Byee is a rural locality in the South Burnett Region, Queensland, Australia. In the , Byee had a population of 31 people.

The district name was applied by the Railways Department in 1915 when plans for the Murgon to Proston branch line extension were approved and under development.   The word Byee is derived from Aboriginal origin with connotations meaning Silver Leaf Ironbark Tree

History 

The branch railway from Murgon to Proston opened on 25 February 1923, with Byee the second station on the route after Barlil, although some services to Byee functioned prior to the entire line opening as that section had been completed.  A mixed service was provided three times a week between 1938 and 1964 utilising a rail motor service operated to and from Gympie.  In 1924 it was reported that the local Byee storekeeper Mr. W.J.Wrigely had been appointed postmaster, and also that the telegraph and telephone office was functioning, and that land had been reserved for the purpose of building a hotel (which never eventuated) 

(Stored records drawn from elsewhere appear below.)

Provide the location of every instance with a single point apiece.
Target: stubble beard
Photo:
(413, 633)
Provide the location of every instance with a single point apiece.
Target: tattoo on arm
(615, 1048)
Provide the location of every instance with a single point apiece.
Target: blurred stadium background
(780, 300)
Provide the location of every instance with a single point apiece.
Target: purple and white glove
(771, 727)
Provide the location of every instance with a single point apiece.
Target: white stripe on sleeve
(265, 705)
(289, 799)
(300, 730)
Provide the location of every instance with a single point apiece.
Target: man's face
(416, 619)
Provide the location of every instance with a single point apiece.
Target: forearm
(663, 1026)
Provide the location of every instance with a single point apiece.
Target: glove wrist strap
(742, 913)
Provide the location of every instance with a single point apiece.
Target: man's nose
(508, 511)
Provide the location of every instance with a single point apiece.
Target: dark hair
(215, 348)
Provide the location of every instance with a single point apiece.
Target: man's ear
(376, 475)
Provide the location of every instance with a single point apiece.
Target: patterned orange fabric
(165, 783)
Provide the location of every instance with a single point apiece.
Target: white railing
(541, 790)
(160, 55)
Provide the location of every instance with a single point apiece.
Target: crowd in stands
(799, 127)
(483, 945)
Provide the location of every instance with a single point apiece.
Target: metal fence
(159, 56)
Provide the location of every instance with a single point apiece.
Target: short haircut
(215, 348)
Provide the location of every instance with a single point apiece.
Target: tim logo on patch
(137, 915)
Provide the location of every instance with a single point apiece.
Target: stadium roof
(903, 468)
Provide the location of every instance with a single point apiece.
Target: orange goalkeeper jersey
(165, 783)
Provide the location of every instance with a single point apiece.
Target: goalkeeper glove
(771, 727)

A public hall was established at Byee in 1929 on land donated by E.D.Quinlan and was funded by local donations and fundraising efforts such as 
a dance held in the barn of a nearby property owned by A.Sempf. The hall became a popular local venue for regular dances and social functions.  The district had its own soccer and cricket teams which competed in South Burnett fixtures.

Telephone infrastructure was first extended to Byee in 1923 and was based at the local railway station which itself was only new.   

Children in the Byee district attended school at either Silverleaf State School, Barlil State School or Wheatlands State School.  Wheatlands State School is the only school that has remained open and functioning into the modern era.

A small village developed in Byee which included a shop, receiving depots and later, grain silos.  Most business revolved around the functions of the railway.